“Hana tewas terbakar, tak ada yang tersisa lagi darinya. Aku meningkar janjiku yan akan mengantarnya menuju kaki lagit. Ia pergi seorang diri.”
“bagaimana dengan suamimu?”
“aku menyuruhnya pergi. Pertengkaran yang hebat terjadi di antara kami. Aku berkata padanya, ‘aku lebih suka jika mati bersamanya ketimabang aku harus hidup tanpanya’ ia katakan, ‘kau masih punya aku yang bisa menemani sisa hidupmu.’ Aku katakan lagi, ‘aku tak ingin melihatmu lagi. Sebaiknya kau pergi dari hidupku. Dan jangan pernah datang lagi.’ Mungkin saat itu aku sedang tak terkendali. “
“aku menyesal telah menyuruhmu bercerita.”

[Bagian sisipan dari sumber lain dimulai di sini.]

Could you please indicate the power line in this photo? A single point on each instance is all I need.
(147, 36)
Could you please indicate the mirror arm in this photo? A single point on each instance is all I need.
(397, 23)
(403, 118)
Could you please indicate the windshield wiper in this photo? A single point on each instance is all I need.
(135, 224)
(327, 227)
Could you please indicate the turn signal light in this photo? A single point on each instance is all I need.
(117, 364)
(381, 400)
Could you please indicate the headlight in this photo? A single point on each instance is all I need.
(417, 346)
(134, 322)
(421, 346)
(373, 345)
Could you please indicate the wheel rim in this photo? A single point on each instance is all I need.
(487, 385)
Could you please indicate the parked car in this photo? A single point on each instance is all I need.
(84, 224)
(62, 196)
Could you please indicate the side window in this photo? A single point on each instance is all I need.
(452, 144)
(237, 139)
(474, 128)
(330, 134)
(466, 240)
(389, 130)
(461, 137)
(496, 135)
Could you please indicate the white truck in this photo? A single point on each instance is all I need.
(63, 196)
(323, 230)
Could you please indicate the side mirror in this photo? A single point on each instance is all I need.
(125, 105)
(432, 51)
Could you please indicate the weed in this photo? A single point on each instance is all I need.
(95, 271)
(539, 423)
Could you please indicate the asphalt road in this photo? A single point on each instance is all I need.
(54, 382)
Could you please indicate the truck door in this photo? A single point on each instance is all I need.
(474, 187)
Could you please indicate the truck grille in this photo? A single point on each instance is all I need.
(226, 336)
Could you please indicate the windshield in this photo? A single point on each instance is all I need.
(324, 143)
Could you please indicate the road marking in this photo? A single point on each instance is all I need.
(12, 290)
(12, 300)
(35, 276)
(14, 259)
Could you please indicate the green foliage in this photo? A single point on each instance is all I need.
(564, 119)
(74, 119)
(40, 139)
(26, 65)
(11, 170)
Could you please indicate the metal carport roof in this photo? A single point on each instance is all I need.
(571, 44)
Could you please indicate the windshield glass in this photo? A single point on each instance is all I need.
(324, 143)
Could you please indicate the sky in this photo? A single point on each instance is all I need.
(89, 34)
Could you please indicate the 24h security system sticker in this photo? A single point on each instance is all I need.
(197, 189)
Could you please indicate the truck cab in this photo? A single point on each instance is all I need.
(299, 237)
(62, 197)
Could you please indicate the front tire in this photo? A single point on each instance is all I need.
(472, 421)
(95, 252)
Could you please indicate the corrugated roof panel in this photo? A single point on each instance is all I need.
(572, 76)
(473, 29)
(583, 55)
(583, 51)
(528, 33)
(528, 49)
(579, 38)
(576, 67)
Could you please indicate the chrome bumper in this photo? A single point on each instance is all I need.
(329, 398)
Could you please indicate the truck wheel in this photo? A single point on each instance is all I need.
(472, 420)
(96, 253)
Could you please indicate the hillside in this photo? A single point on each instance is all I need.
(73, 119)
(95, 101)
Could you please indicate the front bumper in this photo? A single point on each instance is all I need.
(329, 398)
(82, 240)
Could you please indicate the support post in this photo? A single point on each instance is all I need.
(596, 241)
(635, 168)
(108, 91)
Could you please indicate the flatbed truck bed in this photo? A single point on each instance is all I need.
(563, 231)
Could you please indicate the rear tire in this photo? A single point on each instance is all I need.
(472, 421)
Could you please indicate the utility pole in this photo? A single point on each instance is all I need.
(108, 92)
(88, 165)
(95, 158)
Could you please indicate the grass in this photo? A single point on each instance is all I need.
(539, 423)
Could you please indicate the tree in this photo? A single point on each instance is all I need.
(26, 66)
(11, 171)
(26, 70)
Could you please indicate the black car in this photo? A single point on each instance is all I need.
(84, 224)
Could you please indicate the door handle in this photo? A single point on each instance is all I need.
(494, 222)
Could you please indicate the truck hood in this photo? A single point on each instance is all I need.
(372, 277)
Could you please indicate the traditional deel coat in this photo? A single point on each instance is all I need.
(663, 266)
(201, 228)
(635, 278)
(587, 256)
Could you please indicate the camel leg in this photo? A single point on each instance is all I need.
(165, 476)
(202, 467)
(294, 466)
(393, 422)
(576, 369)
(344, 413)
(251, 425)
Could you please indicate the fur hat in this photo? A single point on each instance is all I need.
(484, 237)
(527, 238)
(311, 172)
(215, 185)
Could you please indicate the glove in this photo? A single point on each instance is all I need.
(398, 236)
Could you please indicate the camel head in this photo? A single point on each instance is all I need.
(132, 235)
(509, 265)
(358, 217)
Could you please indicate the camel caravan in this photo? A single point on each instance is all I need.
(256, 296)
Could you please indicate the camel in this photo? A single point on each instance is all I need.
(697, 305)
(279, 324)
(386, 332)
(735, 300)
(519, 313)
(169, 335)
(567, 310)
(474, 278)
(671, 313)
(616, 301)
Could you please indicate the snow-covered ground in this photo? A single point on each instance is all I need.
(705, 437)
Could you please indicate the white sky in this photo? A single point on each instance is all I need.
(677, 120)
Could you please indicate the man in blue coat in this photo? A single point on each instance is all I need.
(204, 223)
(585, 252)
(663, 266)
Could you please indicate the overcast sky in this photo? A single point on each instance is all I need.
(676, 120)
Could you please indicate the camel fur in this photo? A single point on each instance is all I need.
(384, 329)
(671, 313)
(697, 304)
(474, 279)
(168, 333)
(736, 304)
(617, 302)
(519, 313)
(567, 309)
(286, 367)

“tak apa. Akhirnya aku bisa melepas seluruh yang menahan dalam dirku.”
“suamimu. Maksudku. Kau sudah tidak pernah bertemu lagi?”
“ya, tak pernah lagi.” Ia tertahan. “setelah beberapa hari yang lalu, ketika kau datang dengan seorang pria untuk berkencan.”
Apa? Oh tidak. “mak-maksudmu,..” aku terbata.
“ya, John.”
“oh Merry. Aku tidak bermaksud untuk,..”
“tak apa, aku sudah bisa melepasnya. Aku sadar akan satu hal, mungkin beberapa memang tak perlu terselesaikan dengan baik. Dan lagi, ia pergi karena salahku. Karena aku yang menyuruhnya. Sekarang, aku bisa apa?”